My life before surgery feels like a different life altogether. Before my surgery, I would imagine what my life might become one day, but the pictures were always uncertain and depressing. I would wonder if there would ever be a time when I would just have normal problems like everyone else. Would I date? Would I experience love? Could I work and socialize and live like an independent adult? Since my surgery, I graduated from high school. I have not only moved out of my childhood home, but relocated to a country 6,000 miles away. I have lived with roommates, experienced nightlife and started dating. I have fallen in love, travelled overseas on and put myself out there to establish new friends and seek out new experiences. I have even started shooting competitively with other blind and partially sighted individuals.
One piece of advice I have is to be careful what you wish for because I now have a lot of very normal problems. This surgery, along with the support from my friends and family, gave me the confidence to achieve all of this. I’m 23 and like many young people, I don’t have life completely figured out yet. However, I no longer look into the future with trepidation. Of course the picture is still uncertain, but no more so than anyone else’s. My transformation started 10 years ago, with a scalpel and a surgeon in New York and it continues to this day. It is difficult to separate the physical change from the psychological and the emotional because they are so intertwined. I still think that some of my problems are bigger than those of “normal” people, but this might just be the typical, immature 23-year-old way to feel.
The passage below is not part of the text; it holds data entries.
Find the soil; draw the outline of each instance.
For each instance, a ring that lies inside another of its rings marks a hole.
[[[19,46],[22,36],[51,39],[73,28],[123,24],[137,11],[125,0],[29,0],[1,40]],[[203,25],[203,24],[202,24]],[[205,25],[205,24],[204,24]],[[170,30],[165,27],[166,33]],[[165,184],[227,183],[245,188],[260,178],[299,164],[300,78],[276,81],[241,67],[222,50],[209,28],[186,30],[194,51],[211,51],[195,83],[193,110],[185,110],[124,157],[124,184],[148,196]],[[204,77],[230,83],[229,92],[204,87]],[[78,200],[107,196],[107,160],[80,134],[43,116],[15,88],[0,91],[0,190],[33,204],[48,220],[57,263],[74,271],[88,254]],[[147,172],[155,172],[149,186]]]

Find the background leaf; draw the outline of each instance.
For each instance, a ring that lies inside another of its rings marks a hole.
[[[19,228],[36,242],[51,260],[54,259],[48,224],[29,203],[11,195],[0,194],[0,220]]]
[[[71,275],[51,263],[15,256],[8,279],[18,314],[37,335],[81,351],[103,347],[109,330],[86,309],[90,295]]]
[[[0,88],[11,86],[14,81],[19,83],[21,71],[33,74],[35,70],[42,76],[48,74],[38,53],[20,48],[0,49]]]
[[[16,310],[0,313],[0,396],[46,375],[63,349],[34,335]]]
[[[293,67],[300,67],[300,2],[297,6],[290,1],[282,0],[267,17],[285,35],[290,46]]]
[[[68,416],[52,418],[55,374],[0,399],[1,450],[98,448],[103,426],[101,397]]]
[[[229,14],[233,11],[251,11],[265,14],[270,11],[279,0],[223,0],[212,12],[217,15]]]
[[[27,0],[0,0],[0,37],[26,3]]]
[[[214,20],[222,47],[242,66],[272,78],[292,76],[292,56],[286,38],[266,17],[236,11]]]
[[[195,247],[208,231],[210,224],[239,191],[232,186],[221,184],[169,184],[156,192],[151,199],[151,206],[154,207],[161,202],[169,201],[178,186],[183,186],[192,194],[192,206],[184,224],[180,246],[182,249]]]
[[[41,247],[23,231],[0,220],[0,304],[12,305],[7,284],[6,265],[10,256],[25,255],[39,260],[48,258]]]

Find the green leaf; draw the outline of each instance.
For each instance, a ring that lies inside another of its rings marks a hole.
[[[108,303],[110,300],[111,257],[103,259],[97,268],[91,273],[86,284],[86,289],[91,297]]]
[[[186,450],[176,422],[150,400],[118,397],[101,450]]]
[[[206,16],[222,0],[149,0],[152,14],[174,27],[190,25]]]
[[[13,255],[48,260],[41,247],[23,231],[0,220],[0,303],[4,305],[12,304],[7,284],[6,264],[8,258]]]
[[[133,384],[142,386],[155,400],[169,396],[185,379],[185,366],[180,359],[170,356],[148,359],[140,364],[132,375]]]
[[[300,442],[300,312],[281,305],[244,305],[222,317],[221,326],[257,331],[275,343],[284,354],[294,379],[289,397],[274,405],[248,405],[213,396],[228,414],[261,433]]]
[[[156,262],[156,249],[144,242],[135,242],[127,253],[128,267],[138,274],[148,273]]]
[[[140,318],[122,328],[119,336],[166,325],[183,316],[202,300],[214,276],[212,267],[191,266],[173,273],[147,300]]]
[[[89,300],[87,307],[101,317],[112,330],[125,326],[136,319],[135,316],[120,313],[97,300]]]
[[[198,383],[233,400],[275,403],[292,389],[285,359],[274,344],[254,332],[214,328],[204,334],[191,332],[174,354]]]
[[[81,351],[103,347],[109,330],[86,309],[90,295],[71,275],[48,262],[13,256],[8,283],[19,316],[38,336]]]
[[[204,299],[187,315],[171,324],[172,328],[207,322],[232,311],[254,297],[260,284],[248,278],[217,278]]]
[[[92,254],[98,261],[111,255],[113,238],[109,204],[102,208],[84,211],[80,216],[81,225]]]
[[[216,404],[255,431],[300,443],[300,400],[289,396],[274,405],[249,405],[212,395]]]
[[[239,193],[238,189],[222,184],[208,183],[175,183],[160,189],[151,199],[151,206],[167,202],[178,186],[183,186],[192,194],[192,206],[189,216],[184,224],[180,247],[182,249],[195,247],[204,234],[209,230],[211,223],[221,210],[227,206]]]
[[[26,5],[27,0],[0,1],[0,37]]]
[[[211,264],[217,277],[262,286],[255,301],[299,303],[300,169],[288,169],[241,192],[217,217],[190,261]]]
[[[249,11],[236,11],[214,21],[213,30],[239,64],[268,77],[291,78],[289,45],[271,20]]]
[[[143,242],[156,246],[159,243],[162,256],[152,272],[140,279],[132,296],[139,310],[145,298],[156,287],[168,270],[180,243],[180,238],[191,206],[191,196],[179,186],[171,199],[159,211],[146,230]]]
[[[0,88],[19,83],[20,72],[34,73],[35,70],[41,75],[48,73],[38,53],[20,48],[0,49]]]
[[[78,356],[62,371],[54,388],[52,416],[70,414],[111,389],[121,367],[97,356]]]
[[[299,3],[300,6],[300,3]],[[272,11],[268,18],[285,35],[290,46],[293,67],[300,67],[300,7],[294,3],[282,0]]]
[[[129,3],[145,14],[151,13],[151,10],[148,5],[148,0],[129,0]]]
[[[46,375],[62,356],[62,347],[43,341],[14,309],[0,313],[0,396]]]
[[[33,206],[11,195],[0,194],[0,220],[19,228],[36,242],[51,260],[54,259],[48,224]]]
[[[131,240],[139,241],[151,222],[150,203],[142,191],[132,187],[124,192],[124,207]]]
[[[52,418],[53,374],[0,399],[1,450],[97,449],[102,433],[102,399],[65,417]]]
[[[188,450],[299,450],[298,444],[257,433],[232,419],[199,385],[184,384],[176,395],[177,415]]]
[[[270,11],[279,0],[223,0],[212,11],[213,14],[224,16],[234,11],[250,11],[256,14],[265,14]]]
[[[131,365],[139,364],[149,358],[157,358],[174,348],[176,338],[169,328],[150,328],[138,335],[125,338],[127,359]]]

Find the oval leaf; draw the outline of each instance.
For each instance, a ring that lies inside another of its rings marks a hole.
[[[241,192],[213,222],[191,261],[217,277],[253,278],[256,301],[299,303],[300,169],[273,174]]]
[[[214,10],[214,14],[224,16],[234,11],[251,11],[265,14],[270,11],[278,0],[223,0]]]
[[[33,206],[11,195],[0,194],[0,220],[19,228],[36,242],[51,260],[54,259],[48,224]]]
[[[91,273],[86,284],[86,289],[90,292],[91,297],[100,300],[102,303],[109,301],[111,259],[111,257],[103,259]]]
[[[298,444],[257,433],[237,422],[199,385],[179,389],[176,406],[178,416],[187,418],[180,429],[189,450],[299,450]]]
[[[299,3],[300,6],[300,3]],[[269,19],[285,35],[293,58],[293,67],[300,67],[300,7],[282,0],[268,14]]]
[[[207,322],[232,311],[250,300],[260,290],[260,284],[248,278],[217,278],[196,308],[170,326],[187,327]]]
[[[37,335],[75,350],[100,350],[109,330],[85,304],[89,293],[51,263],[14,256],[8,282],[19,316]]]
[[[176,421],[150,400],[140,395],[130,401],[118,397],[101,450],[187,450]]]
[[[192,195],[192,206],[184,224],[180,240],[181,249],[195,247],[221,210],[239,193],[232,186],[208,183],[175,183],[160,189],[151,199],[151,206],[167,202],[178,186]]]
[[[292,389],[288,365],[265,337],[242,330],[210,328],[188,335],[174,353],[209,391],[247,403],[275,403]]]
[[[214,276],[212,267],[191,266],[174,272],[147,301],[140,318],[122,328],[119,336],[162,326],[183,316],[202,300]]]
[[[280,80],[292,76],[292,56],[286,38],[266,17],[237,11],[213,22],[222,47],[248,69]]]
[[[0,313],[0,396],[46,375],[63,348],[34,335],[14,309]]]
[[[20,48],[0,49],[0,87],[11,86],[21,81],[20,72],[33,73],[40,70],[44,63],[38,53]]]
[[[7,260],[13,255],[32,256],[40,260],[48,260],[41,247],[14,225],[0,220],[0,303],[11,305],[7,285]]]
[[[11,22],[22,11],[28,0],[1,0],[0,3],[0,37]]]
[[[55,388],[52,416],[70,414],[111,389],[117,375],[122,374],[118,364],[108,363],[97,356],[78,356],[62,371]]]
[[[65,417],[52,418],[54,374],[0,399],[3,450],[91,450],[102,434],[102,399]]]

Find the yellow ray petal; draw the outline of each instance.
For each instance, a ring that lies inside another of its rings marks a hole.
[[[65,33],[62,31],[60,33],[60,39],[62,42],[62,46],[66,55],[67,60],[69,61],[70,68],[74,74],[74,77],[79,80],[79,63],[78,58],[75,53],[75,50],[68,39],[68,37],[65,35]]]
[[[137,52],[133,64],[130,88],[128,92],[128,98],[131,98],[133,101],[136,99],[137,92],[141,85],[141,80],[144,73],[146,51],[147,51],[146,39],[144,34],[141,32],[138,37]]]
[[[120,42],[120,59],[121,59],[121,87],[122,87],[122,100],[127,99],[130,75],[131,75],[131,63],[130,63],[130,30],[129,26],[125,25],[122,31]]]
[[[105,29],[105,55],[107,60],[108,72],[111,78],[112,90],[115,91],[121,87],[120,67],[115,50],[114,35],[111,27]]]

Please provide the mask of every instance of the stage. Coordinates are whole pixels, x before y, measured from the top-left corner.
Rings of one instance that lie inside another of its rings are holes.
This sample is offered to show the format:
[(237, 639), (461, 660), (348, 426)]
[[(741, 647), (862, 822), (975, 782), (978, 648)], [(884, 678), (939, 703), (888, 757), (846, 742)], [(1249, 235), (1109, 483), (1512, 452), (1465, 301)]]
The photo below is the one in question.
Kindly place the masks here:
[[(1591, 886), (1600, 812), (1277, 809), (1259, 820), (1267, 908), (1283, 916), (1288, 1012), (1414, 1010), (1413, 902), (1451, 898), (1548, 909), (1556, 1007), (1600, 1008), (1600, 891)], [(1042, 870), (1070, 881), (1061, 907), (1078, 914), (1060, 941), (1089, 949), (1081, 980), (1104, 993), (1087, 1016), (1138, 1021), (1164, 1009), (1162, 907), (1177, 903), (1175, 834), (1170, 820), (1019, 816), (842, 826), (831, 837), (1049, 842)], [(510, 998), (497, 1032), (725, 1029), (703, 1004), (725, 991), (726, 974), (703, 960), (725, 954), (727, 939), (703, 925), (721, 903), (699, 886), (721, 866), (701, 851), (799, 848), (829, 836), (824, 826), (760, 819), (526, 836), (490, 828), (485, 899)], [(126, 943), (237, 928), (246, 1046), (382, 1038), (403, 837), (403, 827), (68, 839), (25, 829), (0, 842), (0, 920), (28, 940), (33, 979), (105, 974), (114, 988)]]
To anyone who is contemplating a major craniofacial surgery, all I can say is good luck to you. It is such a difficult and deeply personal decision, especially if you’re a parent making this choice for your child. There is no right answer. There’s only the right answer for you and your family. I hope that sharing my experiences with you will have done something positive, whether that be in making an important decision about surgical options or just showing you that you are not alone. It is so easy for those of us who are born different to feel like we are the only ones with these problems. We are not. I think this is just the normal, human way of thinking.
I will be forever grateful for the surgical team who changed my life and for everyone at myFace who made my surgery possible – and to the donors who, without a doubt, were the difference that enabled me to have surgery. The way myFace transforms the lives of families is simply incredible – how I look today, who I am today, is testimony to that fact.